As a volunteer I was entitled to go to the CVA's volunteers Christmas BBQ which was held on the 16th of Dec in Yarra Bend Park. The reason for choosing this venue was because it is where Melbourne's resident colony of Flying Foxes (Large bats) roost.

I had to make my way to the CVA offices for 10am and only just made before the bus took us to the park. The annoying thing was that it passed by my bleeding hostel to get there!

Once there the volunteers were given a guided tour of the colony by Prue before having a gigantic meal of sausages, burgers and salad. It was great to have a free meal which I did not have to cook for myself. I should have had the courage to ask if I could take some of the left overs home with me - I could have ate like a king for days on coleslaw and cold burgers!

Featured Animal: Grey Headed Flying Fox

I forgot to mention that as well as all the other conservation things that Prue does she is also heavily involved with Bat conservation. The colony of bats in the Yarra park were not always there. Several years ago they roosted in the botanic gardens in the centre of Melbourne where they were causing severe damage to the plants.

It was decided that, if possible, the bats should be moved to another location. Prue was involved in this move and explained to the assembled volunteers how they did it.
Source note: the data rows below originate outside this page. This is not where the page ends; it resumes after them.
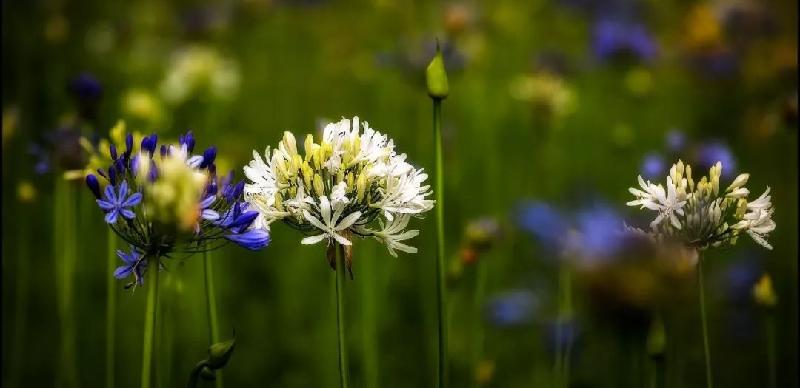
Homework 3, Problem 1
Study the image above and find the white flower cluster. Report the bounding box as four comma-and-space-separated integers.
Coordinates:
628, 160, 775, 249
244, 117, 434, 256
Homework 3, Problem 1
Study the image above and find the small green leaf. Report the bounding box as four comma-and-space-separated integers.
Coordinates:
208, 337, 236, 369
200, 366, 217, 381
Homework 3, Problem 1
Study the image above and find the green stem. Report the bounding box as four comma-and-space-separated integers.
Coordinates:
433, 98, 447, 388
359, 244, 382, 388
766, 311, 778, 388
106, 228, 117, 388
472, 259, 486, 386
336, 244, 348, 388
203, 252, 225, 388
697, 256, 714, 388
8, 202, 31, 387
54, 179, 78, 387
187, 360, 209, 388
141, 266, 158, 388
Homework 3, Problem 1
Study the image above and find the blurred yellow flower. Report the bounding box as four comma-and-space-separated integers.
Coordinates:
509, 71, 577, 117
161, 45, 240, 104
753, 274, 778, 307
122, 88, 164, 124
145, 148, 209, 232
684, 4, 722, 50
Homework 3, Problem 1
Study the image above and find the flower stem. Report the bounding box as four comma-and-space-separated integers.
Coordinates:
336, 244, 347, 388
359, 244, 382, 388
472, 259, 487, 386
141, 266, 158, 388
765, 311, 778, 388
106, 228, 117, 388
7, 202, 31, 387
203, 252, 225, 388
433, 98, 447, 388
697, 256, 714, 388
54, 179, 78, 387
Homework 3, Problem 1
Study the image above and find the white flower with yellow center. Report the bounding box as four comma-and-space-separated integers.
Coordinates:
244, 117, 434, 264
628, 160, 775, 249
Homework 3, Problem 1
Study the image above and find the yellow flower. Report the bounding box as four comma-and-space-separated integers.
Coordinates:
753, 274, 778, 308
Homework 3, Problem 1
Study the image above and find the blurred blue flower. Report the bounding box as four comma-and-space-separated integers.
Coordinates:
724, 259, 763, 304
576, 204, 624, 259
114, 246, 147, 287
486, 290, 538, 327
592, 18, 658, 62
641, 152, 666, 179
698, 142, 736, 178
516, 201, 569, 249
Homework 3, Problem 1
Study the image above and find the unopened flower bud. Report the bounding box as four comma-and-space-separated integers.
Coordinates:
425, 42, 450, 100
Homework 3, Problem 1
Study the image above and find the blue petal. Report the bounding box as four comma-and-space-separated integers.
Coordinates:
117, 181, 128, 202
122, 193, 142, 207
95, 199, 117, 211
106, 210, 119, 224
200, 195, 217, 209
114, 265, 133, 279
200, 209, 219, 221
117, 249, 139, 264
225, 229, 270, 251
105, 185, 117, 203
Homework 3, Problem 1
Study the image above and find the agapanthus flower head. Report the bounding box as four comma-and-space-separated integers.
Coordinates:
628, 160, 775, 250
244, 117, 434, 274
86, 121, 270, 286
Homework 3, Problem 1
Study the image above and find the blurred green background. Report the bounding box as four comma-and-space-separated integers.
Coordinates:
2, 0, 798, 387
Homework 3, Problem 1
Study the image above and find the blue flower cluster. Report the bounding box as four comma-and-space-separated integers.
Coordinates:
86, 132, 270, 288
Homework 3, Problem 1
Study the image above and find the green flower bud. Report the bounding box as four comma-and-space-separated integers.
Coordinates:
207, 338, 236, 369
425, 42, 450, 100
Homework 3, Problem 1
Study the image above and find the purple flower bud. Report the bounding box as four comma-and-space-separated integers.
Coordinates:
125, 133, 133, 159
108, 166, 117, 186
178, 131, 195, 153
142, 133, 158, 156
200, 146, 217, 168
86, 174, 100, 199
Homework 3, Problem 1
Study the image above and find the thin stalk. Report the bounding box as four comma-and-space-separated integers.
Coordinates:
203, 252, 225, 388
8, 202, 31, 387
697, 256, 714, 388
54, 179, 78, 387
336, 244, 348, 388
359, 244, 382, 388
765, 311, 778, 388
433, 98, 447, 388
553, 263, 572, 387
106, 228, 117, 388
141, 268, 158, 388
471, 258, 487, 386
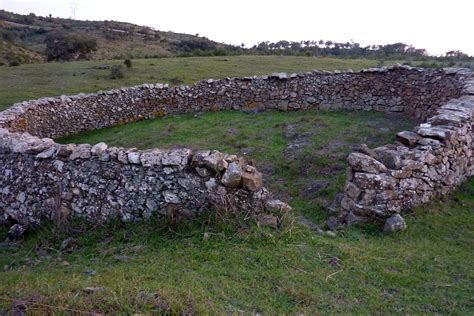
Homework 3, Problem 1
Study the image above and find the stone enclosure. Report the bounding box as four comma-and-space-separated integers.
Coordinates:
0, 65, 474, 235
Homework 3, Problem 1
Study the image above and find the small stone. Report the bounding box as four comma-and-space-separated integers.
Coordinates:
112, 255, 130, 262
202, 151, 224, 172
205, 178, 217, 191
36, 146, 58, 159
265, 200, 292, 213
221, 162, 242, 188
242, 166, 263, 192
396, 131, 421, 147
83, 269, 97, 276
347, 153, 387, 173
82, 287, 104, 294
257, 214, 278, 228
91, 142, 108, 156
127, 151, 140, 165
163, 191, 181, 204
383, 214, 407, 232
59, 237, 76, 251
69, 144, 91, 160
16, 192, 26, 204
195, 167, 211, 178
7, 224, 26, 240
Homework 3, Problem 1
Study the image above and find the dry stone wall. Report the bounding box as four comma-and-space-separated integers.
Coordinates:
0, 66, 474, 235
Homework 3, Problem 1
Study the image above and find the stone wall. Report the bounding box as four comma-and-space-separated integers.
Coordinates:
336, 70, 474, 231
0, 66, 474, 233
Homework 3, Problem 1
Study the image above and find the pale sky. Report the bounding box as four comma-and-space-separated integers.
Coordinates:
0, 0, 474, 55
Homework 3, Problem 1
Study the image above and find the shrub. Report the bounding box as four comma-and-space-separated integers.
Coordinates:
8, 59, 21, 67
45, 32, 97, 61
109, 65, 123, 79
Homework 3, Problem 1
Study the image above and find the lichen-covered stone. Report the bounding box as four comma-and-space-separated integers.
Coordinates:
221, 162, 242, 188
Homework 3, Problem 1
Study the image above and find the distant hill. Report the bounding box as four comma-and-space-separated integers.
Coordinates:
0, 10, 231, 63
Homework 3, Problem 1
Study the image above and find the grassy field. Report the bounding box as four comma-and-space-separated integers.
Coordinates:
0, 56, 384, 110
59, 111, 415, 220
0, 57, 474, 315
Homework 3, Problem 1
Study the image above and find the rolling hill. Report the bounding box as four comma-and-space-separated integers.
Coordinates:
0, 10, 229, 63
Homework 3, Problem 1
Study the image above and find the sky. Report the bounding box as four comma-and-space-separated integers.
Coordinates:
0, 0, 474, 56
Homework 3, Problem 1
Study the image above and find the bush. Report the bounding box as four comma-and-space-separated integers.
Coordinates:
8, 59, 21, 67
109, 65, 123, 79
45, 32, 97, 61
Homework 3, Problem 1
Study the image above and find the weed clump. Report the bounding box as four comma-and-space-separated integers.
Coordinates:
109, 65, 123, 79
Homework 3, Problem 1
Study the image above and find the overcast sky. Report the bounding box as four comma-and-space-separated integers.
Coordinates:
0, 0, 474, 55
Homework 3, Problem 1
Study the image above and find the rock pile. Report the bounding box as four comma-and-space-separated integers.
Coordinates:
0, 66, 474, 234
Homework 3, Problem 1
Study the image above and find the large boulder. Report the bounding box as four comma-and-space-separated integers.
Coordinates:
347, 153, 387, 173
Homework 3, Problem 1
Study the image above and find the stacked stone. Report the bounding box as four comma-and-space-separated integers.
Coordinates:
0, 66, 460, 137
0, 128, 289, 229
340, 70, 474, 230
0, 66, 474, 235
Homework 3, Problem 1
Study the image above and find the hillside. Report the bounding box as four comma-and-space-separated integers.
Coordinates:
0, 10, 227, 63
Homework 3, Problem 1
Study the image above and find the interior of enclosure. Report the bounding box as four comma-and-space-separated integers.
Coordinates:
0, 66, 474, 232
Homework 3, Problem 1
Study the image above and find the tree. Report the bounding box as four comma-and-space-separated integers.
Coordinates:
45, 32, 97, 61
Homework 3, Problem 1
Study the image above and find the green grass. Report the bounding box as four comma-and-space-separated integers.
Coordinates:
0, 56, 386, 110
0, 57, 474, 315
0, 179, 474, 315
58, 111, 415, 220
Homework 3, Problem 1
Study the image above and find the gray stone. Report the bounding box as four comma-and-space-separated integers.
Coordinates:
242, 166, 263, 192
127, 151, 141, 165
69, 144, 92, 160
91, 142, 108, 156
7, 224, 26, 240
383, 214, 407, 232
347, 153, 387, 173
221, 162, 242, 188
202, 151, 224, 172
396, 131, 421, 147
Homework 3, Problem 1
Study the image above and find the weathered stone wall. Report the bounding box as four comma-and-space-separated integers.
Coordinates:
339, 70, 474, 230
0, 66, 474, 233
0, 129, 287, 230
0, 67, 460, 137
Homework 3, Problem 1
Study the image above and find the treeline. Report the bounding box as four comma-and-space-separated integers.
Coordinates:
177, 38, 474, 61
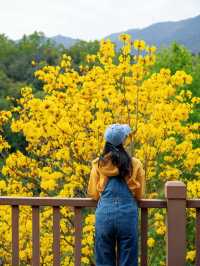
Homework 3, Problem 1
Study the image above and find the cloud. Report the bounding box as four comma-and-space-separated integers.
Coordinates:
0, 0, 200, 40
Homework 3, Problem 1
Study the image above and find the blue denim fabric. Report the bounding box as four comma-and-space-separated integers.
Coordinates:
95, 176, 138, 266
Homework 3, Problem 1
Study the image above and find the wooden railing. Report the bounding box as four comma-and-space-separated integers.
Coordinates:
0, 181, 200, 266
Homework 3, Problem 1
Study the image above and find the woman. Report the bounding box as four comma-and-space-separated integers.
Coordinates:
87, 124, 145, 266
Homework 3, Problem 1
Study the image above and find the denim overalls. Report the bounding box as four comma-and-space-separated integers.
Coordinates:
95, 176, 138, 266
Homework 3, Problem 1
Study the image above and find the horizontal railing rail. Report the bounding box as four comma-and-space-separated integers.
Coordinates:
0, 181, 200, 266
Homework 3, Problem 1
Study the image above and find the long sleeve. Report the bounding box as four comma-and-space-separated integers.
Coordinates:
87, 163, 99, 200
135, 162, 146, 199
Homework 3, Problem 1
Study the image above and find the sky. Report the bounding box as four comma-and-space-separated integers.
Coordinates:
0, 0, 200, 40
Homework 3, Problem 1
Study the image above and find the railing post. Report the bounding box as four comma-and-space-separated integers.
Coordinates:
165, 181, 186, 266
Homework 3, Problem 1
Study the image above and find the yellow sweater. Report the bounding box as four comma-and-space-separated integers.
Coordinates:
87, 154, 146, 200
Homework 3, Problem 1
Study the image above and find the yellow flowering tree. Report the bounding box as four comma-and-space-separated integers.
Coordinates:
0, 34, 200, 265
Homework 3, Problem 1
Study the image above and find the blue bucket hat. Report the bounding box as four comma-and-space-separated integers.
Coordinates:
104, 123, 132, 146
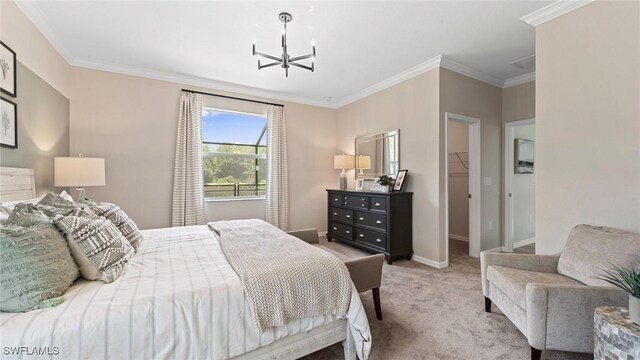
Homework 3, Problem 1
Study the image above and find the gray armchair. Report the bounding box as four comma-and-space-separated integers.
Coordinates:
480, 225, 640, 360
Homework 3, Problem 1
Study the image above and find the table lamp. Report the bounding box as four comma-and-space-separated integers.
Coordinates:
333, 154, 354, 190
356, 155, 371, 176
53, 154, 106, 201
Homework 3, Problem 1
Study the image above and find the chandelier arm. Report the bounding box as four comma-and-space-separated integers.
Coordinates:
258, 61, 280, 70
289, 61, 313, 71
289, 54, 314, 62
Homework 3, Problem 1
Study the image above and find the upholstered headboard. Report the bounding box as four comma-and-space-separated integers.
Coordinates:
0, 167, 36, 201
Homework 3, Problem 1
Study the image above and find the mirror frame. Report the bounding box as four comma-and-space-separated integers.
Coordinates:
354, 129, 402, 179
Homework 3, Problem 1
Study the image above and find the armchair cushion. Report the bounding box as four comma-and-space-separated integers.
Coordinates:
487, 266, 584, 310
558, 225, 640, 286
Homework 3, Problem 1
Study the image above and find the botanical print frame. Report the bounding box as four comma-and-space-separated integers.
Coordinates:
0, 98, 18, 149
0, 41, 18, 97
393, 170, 409, 191
513, 139, 535, 174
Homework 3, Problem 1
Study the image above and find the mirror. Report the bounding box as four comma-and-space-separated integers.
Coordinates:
356, 129, 400, 178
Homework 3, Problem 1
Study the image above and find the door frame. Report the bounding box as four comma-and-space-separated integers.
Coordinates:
444, 112, 482, 266
502, 118, 536, 252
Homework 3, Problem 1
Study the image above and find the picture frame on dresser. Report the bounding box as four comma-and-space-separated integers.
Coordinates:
0, 97, 18, 149
0, 41, 18, 97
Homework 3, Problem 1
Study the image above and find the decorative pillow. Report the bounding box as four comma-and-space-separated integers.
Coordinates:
38, 193, 79, 217
54, 215, 134, 283
79, 198, 142, 251
0, 223, 78, 312
5, 203, 51, 227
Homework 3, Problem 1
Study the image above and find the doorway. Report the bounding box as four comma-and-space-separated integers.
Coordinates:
444, 113, 481, 265
504, 119, 536, 252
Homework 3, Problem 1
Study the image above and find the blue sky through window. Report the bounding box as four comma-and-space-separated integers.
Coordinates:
202, 108, 267, 145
At first they tried capturing the bats (no mean feat) and relocating them to a new place but that proved useless - they simply flew back! They also tried using caged bats in areas and bat sounds in order to entice them into another area but again it was no good.

In the end they came up with an ingenious method of herding the bats using noise. What they did was use large stereo systems mounted on the back of vehicles and played loud sounds in botanic gardens early in the morning as the bats came back to roost. Once they made the place unlivable for the bats they started using a wall of sound to gradually 'herd' the bats from one area to another until finally they came to rest in Yarra Park. The method was debunked by other organisations but it worked. It took a lot of time and effort to accomplish and Yarra park was not the intended final destination but it was deemed good enough. The bats have been there ever since. Prue still helps with a monthly bat count carried out as the bats leave in a full moon.

Each one of those dark balls is a bat!

Slightly closer.

Really close.

Although most of the bats roosted on the other side of the river there were some on our side and in places you could actually walk below them. Some of them even flew about from time to time.

Here are pics of the fact boards.

I was determined to come back some day to see them flying at dusk.